Noch herrscht auf Riads Straßen das gewohnte Bild: Wohin man schaut, sitzen Männer am Steuer. Doch der Countdown läuft, die Reformuhr tickt. Heute dürfen zum ersten Mal auch Frauen ans Lenkrad: für den Rest der Welt selbstverständlich, für Saudi-Arabien eine kleine Revolution.

Vor neun Monaten, Ende September 2017, kündigte das Königshaus diese spektakuläre Wende an, mit dem heutigen Tag wird sie Realität. Zwei Drittel der weiblichen Bevölkerung will laut Umfragen schon bald den Führerschein machen, einige hundert Dokumente wurden bereits ausgestellt. Die fünf bisher offiziell lizenzierten Fahrschulen für Frauen können sich nicht retten vor Anfragen. Allein die Einrichtung im ostsaudischen Dhahran, die 45 Fahrlehrerinnen beschäftigt, führt 13.000 Interessentinnen auf ihrer Warteliste. Mindestens 30 Fahrstunden für umgerechnet 600 Euro sind Pflicht, die bisher auf speziellen Parcours fern der Hauptverkehrsstraßen absolviert werden mussten. Die ersten weiblichen Prüflinge präsentierten bereits stolz im Internet ihre neuen Führerscheine.

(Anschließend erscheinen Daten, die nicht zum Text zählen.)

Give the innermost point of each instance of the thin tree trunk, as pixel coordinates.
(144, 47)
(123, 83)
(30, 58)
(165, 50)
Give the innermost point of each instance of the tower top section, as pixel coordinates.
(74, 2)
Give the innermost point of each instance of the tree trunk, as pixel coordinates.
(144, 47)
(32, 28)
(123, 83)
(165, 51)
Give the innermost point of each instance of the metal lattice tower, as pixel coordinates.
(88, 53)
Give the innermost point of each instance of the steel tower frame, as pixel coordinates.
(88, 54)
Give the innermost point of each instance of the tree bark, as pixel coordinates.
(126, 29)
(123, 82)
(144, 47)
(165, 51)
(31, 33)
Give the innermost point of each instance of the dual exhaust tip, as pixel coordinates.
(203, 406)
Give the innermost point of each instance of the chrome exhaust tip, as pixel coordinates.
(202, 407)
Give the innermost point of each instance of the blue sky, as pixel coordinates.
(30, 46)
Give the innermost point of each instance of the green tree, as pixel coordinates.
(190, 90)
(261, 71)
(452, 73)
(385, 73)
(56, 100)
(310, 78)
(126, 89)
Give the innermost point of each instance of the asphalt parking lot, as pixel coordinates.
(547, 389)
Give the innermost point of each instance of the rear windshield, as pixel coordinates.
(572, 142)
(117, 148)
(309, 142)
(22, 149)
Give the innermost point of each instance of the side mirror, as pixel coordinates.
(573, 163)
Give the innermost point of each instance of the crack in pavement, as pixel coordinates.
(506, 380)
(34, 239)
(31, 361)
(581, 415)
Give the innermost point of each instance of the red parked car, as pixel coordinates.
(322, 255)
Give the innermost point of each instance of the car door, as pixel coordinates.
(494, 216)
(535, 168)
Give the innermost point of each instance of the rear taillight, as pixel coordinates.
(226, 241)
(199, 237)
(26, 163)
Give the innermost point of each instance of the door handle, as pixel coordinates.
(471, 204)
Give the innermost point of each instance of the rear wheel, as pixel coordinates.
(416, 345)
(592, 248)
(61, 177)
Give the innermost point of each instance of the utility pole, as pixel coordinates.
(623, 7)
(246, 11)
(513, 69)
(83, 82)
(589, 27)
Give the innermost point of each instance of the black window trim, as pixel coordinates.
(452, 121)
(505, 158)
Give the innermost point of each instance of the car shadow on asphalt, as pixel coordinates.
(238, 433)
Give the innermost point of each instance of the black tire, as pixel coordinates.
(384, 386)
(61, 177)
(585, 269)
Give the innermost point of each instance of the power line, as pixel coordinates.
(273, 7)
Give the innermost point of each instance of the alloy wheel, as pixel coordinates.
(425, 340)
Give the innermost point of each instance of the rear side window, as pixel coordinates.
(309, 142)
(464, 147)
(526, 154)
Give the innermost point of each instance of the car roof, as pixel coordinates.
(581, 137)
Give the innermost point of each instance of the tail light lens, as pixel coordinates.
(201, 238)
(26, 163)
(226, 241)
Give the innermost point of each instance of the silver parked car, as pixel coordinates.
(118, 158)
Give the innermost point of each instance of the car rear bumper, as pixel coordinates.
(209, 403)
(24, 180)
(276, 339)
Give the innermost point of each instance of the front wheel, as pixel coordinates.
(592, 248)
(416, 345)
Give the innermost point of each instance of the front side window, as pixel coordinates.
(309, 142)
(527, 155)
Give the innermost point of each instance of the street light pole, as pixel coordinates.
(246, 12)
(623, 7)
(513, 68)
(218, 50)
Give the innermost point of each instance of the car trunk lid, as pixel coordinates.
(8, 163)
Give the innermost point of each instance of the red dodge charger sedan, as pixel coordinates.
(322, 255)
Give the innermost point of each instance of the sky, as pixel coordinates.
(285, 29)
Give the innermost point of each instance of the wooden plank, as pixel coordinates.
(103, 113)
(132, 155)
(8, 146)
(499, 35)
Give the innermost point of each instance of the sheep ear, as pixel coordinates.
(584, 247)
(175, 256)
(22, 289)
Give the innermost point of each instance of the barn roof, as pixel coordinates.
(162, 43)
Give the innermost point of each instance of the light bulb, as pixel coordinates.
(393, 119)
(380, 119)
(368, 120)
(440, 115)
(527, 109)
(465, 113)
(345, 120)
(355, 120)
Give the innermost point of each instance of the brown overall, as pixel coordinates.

Autosalons, wie Mercedes-Benz in Riyadh, registrierten in den letzten Wochen mehr und mehr Besucherinnen, die zu zweit oder in kleinen Gruppen das blitzende Angebot musterten. Auch die Videokampagne „She’s Mercedes“ des deutschen Konzerns wirbt jetzt mit saudischen Frauen. Neue Verkehrszeichen mahnen nun beide Geschlechter, Spezielle Nummernschilder für Autos, die von Frauen gekauft werden, soll es nicht geben, verspricht das Verkehrsministerium.

Pionierinnen im Gefängnis

Empfindlich getrübt jedoch wird die Euphorie über die neuen Freiheiten durch die Verhaftung und die bizarre Schmutzkampagne regierungstreuer Medien gegen prominente einheimische Frauenrechtlerinnen, die drei Generationen angehören. Zeitungen druckten Fotos von Eman al-Nafjan, Loujain al-Hathloul und Aziza al-Yousef mit roten Stempeln "Verräter" quer über dem Gesicht. Laut Staatsanwalt haben vier Frauen und fünf mitverhaftete Männer gestanden, "mit Einzelpersonen und Organisationen kommuniziert und kooperiert zu haben, die dem Königreich feindlich gesinnt sind".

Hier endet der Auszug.